Additionally, quantitative proteomic analysis will be performed using the total and phosphoproteome data, using the pipelines explained above. The availability of both portions of the proteome will enable the elucidation of those proteins where the abundance and phosphorylation levels change unambiguously as a result of the disease, enabling the identification of potential drug targets. We will also study the correlation between the gene (transcriptomic data) and the calculated protein expression levels.

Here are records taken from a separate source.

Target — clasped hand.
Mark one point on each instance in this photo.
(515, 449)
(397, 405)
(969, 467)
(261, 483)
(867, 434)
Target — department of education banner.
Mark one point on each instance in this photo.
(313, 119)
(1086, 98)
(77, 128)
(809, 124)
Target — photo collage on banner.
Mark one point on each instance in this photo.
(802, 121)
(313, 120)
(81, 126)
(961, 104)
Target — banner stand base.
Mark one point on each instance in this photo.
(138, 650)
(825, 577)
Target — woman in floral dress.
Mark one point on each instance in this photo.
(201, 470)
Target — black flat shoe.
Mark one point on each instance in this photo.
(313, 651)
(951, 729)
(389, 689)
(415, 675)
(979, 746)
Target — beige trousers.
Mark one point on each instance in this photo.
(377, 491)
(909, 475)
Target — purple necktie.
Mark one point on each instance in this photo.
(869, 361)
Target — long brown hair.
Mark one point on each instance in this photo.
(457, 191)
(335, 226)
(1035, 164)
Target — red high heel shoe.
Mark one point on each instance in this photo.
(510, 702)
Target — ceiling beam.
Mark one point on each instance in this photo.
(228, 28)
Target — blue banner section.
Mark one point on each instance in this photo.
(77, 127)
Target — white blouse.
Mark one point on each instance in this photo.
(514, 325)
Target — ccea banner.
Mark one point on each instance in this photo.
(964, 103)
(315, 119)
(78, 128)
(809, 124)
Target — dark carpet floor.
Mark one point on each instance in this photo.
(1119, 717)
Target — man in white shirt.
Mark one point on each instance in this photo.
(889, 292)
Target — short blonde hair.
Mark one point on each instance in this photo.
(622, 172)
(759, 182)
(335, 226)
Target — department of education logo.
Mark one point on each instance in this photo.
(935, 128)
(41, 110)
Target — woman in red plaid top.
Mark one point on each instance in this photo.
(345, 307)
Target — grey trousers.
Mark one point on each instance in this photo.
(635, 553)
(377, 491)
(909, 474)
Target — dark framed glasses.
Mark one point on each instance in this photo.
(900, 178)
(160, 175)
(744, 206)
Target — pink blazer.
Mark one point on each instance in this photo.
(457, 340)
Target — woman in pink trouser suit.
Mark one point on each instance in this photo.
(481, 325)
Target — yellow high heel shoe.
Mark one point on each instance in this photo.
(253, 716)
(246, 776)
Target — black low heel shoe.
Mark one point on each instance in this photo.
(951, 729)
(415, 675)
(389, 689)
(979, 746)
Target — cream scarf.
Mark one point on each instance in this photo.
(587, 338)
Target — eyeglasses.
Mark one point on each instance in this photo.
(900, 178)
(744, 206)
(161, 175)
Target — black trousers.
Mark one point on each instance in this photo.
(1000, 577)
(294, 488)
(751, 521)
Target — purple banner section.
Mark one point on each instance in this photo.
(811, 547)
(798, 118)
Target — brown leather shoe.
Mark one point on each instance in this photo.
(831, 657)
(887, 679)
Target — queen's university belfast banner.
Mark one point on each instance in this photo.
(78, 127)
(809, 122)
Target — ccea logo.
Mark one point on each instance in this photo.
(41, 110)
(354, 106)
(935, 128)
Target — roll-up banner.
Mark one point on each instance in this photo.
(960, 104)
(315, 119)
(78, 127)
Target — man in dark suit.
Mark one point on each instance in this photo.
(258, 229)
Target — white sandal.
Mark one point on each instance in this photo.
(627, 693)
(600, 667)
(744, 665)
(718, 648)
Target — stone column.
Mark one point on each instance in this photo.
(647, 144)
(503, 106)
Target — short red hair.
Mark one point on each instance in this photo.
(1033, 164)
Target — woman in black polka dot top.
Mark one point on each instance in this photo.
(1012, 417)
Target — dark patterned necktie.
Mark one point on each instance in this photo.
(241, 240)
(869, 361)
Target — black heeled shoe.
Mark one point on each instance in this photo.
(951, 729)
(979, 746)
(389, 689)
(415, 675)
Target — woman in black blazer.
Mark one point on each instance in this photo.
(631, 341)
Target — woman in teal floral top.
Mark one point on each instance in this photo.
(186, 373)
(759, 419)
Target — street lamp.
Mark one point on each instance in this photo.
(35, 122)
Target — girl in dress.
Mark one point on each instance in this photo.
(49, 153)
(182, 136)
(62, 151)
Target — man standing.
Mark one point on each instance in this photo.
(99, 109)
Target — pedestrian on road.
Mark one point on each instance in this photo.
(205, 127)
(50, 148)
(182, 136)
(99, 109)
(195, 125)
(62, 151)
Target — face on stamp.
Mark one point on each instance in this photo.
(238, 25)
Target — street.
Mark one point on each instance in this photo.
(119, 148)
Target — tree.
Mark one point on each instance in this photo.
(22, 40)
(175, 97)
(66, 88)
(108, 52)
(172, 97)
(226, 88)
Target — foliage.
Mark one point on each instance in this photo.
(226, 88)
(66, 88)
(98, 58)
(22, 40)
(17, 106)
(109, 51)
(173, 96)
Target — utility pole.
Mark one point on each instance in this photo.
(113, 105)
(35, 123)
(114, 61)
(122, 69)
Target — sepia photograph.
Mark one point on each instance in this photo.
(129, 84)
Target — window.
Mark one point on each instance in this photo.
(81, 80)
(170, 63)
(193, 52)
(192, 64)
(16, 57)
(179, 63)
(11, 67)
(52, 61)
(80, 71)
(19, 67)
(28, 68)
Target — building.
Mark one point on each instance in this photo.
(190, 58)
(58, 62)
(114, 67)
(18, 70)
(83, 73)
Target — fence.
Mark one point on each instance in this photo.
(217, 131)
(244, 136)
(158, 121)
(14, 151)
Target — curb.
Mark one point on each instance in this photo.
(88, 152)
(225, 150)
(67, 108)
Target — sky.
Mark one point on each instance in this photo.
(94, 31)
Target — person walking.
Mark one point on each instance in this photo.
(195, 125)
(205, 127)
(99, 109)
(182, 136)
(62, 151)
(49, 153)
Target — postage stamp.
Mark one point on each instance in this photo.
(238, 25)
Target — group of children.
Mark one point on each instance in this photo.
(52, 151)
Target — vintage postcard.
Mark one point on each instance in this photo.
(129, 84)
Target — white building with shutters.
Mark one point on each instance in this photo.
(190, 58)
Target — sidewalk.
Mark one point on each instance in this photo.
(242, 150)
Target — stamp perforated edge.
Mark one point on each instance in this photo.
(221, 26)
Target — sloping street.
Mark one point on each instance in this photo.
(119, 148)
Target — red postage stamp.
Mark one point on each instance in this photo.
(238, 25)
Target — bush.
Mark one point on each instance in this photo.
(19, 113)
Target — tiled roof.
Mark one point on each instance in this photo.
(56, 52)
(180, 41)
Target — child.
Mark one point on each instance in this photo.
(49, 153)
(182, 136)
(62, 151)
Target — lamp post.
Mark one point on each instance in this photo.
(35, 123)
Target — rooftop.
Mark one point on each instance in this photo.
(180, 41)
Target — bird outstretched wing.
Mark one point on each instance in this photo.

In all cases, comparative analysis will be performed between the different murine and organoid models, corresponding to different cancer stages, using innovative data integration methods between proteomic and genomic data, e.g. the Integrative Genome Viewer (IGV)5. We will then use pathway analysis tools such as the Reactome Pathway Analysis Portal to analyse and visualize the results within a pathway context. We expect to identify pathways that are differentially regulated between normal and cancer-samples or highlight those that can be disrupted by cancer-specific variant or phosphorylated proteins.
Dissemination of the most relevant results to the community will be ensured via prominent EMBL-EBI resources (e.g. PRIDE, UniProt, Ensembl). Additionally, we will select a small number of the most promising candidate proteins for validation using targeted proteomic approaches. These will be reported back for biological follow-up.
1. Skoulidis, F. et al. Cancer Cell 18 , 499-509 (2010).
2. Rost, H.L. et al. Nat Biotechnol 32 , 219-223 (2014).
3. Griss, J. et al. Nat Methods 13 , 651-656 (2016).
4. Tsou, C.C. et al. Nat Methods 12 , 258-264, 257 p following 264 (2015).
5. Thorvaldsdottir, H., Robinson, J.T. & Mesirov, J.P. Brief Bioinform 14 , 178-192 (2013).